Uit artikel 7:529 lid 1 en 2 BW volgt dat de verliezen, die voortvloeien uit niet-toegestane betalingstransacties, voor rekening van de Bank komen, tenzij sprake is van fraude, opzettelijk handelen of grove nalatigheid aan de zijde van Consument. Van niet-toegestane betalingstransacties kan ingevolge artikel 7:522 BW echter pas gesproken worden als deze zijn uitgevoerd zonder instemming van de consument. Doordat de betalingen in dit geval niet buiten medeweten van Consument hebben plaatsgevonden en zij de betaalopdrachten zelf heeft gegeven, is artikel 7:529 BW dus niet van toepassing. Er is derhalve geen verplichting voor de Bank om de schade van Consument te vergoeden. Voor dit geschil is verder van belang dat Consument deze transacties bewust heeft geïnitieerd en geautoriseerd. Op grond van artikel 7:533 lid 4 BW is de Bank verplicht gevolg te geven aan een ten laste van een rekeninghouder gegeven betaalopdracht. Zodoende heeft de Bank opgetreden als betaaldienstverlener in de uitvoering van een betalingstransactie van de opdracht gevende rekeninghouder. In de rol van betaaldienstverlener kan de Bank in beginsel geen verwijt worden gemaakt voor het uitvoeren van de betalingstransacties zonder nadere monitoring. Volgens de Commissie rust ook geen verplichting tot een transactiemonitoring op de Bank. Ook de omstandigheid dat de Bank aan andere klanten uit coulance wel een vergoeding heeft geboden bij soortgelijke fraude, verplicht haar volgens de Commissie niet die coulance ook aan Consument te bieden. De vordering van Consument wordt dan ook afgewezen.

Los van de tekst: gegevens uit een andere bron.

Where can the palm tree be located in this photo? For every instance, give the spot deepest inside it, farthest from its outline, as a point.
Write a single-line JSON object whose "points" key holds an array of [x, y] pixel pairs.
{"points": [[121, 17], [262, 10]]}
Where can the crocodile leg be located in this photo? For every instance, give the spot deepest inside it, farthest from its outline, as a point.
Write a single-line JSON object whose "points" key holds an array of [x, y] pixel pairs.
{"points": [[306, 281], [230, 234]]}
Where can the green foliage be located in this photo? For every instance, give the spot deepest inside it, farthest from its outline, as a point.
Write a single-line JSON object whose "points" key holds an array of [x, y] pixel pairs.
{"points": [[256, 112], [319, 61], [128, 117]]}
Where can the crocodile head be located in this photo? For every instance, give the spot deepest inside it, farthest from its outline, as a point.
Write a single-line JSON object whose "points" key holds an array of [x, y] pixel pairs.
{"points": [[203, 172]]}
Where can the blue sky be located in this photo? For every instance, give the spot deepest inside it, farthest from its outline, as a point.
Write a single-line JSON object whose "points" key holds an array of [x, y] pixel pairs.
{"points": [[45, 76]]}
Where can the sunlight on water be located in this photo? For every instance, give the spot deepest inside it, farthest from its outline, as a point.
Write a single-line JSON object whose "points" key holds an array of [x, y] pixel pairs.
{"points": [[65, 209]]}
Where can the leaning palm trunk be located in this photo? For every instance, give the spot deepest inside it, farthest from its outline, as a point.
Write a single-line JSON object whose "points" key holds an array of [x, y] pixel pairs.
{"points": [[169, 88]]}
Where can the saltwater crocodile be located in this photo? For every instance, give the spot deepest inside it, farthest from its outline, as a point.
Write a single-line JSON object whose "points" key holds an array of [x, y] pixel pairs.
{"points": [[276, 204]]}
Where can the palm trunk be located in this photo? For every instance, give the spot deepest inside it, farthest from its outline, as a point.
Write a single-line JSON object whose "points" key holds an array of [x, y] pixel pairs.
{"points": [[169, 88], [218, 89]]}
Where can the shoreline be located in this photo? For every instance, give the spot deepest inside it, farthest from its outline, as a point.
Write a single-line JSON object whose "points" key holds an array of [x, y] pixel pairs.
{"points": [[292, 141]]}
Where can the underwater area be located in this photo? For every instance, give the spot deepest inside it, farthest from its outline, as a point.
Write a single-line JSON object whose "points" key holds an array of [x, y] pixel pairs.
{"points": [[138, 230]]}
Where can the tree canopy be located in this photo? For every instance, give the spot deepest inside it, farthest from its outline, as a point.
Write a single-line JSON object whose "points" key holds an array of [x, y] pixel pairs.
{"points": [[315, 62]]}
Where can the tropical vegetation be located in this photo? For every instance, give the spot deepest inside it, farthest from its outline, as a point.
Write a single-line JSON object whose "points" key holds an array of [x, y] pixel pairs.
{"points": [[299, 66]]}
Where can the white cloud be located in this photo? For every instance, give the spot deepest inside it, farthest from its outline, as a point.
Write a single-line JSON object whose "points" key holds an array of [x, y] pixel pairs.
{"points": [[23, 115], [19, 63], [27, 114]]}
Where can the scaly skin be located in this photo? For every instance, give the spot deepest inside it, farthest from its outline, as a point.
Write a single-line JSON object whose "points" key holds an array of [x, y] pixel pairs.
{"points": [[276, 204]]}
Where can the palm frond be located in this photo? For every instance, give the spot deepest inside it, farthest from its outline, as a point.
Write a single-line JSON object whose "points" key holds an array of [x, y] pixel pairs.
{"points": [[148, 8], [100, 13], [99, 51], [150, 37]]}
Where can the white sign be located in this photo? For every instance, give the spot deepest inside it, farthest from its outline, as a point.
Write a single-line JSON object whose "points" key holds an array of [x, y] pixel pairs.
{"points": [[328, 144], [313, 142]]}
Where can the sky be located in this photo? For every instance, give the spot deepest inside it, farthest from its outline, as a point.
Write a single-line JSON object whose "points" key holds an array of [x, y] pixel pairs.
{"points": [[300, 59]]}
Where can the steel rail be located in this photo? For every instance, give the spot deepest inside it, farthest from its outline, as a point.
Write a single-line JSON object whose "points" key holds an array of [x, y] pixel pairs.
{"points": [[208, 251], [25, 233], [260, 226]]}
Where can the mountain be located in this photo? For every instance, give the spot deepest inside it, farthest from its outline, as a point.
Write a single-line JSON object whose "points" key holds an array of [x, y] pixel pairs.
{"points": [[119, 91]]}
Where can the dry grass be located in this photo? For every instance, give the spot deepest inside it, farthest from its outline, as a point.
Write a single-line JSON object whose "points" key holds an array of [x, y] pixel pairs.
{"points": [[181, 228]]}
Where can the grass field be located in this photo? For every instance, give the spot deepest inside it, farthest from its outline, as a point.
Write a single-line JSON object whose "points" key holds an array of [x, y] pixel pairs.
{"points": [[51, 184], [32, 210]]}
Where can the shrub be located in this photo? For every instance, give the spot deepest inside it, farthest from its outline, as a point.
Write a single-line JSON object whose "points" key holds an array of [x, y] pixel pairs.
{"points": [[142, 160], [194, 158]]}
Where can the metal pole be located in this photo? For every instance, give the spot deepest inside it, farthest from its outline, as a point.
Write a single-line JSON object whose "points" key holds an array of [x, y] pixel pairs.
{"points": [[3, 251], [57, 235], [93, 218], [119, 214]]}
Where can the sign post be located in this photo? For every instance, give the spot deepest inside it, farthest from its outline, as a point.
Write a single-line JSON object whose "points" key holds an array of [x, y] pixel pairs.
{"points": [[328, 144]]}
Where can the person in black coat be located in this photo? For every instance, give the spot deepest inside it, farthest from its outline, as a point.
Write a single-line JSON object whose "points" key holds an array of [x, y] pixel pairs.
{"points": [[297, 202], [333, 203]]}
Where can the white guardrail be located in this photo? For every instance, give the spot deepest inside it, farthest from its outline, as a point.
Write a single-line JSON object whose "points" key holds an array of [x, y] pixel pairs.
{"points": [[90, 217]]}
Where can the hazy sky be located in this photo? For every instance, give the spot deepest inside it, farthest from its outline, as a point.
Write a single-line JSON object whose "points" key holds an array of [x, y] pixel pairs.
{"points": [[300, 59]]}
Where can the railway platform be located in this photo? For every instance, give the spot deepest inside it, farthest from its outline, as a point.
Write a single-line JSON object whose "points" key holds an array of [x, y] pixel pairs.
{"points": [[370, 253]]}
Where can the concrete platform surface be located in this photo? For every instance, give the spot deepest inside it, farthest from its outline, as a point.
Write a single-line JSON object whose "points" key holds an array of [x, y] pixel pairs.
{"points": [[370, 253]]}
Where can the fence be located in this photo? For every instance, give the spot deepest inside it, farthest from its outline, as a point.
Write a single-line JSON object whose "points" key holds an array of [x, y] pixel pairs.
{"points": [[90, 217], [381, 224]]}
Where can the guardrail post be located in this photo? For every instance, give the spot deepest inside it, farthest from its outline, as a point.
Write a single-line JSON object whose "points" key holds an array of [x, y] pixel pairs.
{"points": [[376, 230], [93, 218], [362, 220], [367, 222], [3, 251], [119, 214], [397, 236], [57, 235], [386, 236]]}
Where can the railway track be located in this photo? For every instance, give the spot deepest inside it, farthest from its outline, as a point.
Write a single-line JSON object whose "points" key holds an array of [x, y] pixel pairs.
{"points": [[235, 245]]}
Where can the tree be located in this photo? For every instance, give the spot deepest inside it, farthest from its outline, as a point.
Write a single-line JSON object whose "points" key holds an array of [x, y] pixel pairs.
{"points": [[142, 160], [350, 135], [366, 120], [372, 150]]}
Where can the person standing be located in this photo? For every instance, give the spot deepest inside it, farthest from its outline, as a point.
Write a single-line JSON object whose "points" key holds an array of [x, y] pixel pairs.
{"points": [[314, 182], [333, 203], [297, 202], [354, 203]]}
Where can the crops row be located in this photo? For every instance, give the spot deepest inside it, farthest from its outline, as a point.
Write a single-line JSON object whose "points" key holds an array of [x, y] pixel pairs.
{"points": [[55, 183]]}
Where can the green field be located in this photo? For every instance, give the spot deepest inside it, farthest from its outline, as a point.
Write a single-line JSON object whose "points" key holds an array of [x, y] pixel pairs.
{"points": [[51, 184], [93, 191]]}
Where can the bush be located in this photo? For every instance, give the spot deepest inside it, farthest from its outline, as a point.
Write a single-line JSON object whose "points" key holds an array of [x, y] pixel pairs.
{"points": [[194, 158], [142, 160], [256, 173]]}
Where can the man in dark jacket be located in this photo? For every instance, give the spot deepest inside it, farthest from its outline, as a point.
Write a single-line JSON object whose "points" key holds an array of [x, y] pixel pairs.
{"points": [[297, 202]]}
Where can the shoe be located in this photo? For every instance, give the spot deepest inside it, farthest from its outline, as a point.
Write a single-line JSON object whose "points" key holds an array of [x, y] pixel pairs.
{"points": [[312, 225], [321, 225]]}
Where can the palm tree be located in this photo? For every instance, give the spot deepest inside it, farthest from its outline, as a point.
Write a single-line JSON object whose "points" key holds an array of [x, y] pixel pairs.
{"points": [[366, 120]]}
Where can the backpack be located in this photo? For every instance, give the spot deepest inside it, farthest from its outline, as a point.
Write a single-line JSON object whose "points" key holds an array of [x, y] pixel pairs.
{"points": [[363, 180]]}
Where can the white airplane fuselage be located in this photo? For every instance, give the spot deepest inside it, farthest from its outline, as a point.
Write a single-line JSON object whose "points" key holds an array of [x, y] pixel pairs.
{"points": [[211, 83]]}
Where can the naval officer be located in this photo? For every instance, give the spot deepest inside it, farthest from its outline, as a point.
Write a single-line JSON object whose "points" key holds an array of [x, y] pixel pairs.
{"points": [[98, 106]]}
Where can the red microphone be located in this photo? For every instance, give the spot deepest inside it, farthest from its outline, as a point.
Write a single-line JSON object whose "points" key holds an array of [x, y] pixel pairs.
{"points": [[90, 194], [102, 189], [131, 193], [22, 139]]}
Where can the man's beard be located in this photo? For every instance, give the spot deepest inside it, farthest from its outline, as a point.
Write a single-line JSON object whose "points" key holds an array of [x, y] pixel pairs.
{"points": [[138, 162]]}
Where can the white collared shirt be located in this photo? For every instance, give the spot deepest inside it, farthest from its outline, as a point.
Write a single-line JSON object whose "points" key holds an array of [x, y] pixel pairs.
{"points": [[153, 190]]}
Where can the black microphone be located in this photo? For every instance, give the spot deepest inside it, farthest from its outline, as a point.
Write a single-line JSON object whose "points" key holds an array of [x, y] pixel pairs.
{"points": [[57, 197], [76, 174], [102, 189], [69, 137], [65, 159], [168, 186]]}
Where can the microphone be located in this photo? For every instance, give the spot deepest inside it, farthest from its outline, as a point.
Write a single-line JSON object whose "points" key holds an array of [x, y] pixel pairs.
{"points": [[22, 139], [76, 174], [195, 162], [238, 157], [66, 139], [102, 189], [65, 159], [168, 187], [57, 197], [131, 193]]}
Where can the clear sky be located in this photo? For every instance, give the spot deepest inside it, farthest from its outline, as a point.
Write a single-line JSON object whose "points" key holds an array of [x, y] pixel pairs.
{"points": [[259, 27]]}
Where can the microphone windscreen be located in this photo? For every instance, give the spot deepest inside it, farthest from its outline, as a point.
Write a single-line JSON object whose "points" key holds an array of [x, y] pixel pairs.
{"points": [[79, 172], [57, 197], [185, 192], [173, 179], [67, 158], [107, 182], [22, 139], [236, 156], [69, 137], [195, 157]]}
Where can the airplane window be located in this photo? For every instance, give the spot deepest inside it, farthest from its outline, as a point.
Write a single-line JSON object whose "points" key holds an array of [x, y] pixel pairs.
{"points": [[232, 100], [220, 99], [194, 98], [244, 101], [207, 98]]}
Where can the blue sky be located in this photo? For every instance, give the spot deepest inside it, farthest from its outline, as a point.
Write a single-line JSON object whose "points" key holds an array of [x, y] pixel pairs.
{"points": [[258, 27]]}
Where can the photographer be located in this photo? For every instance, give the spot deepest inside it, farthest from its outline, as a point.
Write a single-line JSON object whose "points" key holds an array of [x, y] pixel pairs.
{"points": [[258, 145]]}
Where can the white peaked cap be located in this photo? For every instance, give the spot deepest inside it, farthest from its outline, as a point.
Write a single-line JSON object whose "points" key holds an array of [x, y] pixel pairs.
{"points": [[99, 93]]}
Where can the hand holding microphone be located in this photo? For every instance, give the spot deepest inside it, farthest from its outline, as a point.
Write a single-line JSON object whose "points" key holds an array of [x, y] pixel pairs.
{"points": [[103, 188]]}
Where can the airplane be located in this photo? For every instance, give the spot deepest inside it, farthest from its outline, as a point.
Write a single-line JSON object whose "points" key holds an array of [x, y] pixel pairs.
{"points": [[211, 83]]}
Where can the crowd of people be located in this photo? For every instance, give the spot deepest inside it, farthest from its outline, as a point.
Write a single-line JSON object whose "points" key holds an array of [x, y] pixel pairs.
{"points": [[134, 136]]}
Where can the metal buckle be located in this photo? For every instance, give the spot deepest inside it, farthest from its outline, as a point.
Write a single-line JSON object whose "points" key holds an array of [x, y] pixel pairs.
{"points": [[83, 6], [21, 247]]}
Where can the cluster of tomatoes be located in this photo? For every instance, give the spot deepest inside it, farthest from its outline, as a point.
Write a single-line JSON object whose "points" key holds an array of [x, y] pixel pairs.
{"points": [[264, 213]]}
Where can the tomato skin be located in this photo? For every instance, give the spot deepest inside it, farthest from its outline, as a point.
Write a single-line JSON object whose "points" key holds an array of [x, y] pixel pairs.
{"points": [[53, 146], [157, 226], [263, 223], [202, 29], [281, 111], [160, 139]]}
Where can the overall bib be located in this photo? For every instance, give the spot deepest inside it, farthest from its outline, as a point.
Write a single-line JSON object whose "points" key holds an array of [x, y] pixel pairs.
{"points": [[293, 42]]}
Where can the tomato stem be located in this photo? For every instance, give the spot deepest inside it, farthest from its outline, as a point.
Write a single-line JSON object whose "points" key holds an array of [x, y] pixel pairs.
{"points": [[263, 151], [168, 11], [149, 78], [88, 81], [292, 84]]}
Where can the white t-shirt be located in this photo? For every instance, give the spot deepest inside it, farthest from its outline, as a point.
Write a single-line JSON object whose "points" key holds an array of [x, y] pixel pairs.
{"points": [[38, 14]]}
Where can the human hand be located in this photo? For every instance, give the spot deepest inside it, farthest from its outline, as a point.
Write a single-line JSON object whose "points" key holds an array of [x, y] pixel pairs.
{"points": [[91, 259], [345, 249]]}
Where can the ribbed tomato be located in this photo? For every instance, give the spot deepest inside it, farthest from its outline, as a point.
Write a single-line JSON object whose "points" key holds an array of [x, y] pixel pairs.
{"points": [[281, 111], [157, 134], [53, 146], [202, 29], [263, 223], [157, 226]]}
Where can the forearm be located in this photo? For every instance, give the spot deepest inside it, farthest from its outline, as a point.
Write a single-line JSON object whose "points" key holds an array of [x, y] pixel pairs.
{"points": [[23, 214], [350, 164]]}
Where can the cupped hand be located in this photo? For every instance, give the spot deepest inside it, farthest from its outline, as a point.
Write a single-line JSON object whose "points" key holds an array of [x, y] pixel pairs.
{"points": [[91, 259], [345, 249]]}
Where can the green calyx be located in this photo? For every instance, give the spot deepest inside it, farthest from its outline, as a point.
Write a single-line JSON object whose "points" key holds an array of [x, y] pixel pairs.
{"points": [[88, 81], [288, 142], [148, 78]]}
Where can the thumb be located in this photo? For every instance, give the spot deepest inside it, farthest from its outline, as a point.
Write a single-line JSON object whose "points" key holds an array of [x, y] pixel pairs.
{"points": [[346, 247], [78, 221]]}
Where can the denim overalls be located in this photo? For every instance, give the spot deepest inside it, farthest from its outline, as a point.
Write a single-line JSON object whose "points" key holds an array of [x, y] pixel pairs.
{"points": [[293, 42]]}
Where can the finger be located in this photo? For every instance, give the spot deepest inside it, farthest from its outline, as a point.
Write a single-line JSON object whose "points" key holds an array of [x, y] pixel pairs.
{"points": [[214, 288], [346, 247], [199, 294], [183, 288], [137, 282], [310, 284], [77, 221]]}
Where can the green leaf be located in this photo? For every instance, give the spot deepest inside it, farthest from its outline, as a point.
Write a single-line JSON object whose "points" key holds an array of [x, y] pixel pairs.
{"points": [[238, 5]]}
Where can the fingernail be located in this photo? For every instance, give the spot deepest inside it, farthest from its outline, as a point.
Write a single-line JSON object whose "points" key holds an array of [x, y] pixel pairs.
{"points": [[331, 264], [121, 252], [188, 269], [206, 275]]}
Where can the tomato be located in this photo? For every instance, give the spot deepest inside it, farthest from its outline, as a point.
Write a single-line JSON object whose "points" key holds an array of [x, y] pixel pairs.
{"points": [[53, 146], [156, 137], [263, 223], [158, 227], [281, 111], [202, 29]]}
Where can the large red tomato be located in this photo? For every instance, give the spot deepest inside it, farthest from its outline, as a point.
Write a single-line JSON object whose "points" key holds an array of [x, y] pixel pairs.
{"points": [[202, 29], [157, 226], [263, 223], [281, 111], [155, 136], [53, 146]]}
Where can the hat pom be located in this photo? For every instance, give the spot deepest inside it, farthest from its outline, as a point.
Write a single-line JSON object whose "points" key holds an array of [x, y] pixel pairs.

Uitspraak Geschillencommissie Financiële Dienstverlening Nr. 2020-1085, d.d. 22 december 2020

PER ONGELUK EXPRES EEN GASLEIDING DOORSLIJPEN: DEKKING OF NIET?

Consument heeft bij Verzekeraar een aansprakelijkheidsverzekering voor particulieren met dekking voor zijn gezin afgesloten. Op deze verzekering zijn algemene voorwaarden van toepassing. In december 2019 heeft de destijds 16-jarige zoon van Consument een buurman geholpen met klussen. De zoon heeft bij de buurman met een slijptol een gasleiding doorgeslepen, nadat de buurman hem had gevraagd om ‘alles’ in de ruimte op te ruimen. Liander heeft de gasleiding gerepareerd en de zoon aansprakelijk gesteld voor de reparatiekosten van 1.126,46 euro. Consument heeft bij Verzekeraar een claim op zijn verzekering ingediend. Verzekeraar heeft dekking afgewezen.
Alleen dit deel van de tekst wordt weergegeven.